“The new production needs a new swan queen. A fresh face to present to the world. But which of you can embody both swans? The white and the black?” – Thomas Leroy
This week is 135th anniversary of the premiere for Tchaikovsky’s Swan Lake at the Bolshoi which set the scene for one of last year’s big Oscar winners, the ‘Black Swan’.
There are perhaps some parallels between the ‘Black’ and ‘White’ Swans with ‘Leaders’ and ‘Managers’, but I think that they are more misleading than useful. What interests me more is the portrayal of the insanely difficult task in playing both roles. The ‘Swan Queen’ requires a dancer who can play both the White Swan with innocence and grace, and the Black Swan, who represents guile and sensuality. The ballet’s role of the ‘Swan Queen’ is apt in its prestige and rarity to describe the executive to can both lead and manage with equal virtuosity.

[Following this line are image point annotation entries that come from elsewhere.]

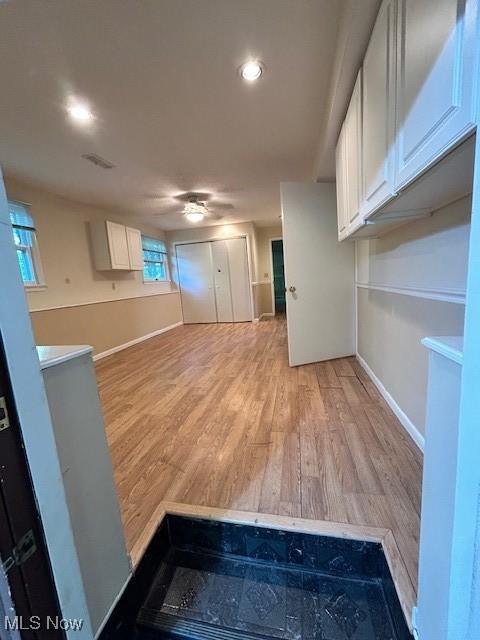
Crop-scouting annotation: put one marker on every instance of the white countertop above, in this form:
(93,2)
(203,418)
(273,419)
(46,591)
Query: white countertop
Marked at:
(449,346)
(53,355)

When the Artistic Director Thomas Leroy lays out this challenge, he also injects a bit of embracing failure ethos as well…
- Thomas Leroy: The truth is when I look at you all I see is the white swan. Yes you’re beautiful, fearful, and fragile. Ideal casting. But the black swan? It’s a hard fucking job to dance both.
- Nina: I can dance the black swan, too.
- Thomas Leroy: Really? In 4 years every time you dance I see you obsessed getting each and every move perfectly right but I never see you lose yourself. Ever! All that discipline for what?
- Nina: [whispers] I just want to be perfect.
- Thomas Leroy: What?
- Nina: I want to be perfect.
- Thomas Leroy: [scoffs] Perfection is not just about control. It’s also about letting go. Surprise yourself so you can surprise the audience. Transcendence! Very few have it in them.
‘Perfect’ is the enemy of the good, and the nemesis of Swan Queens of all domains.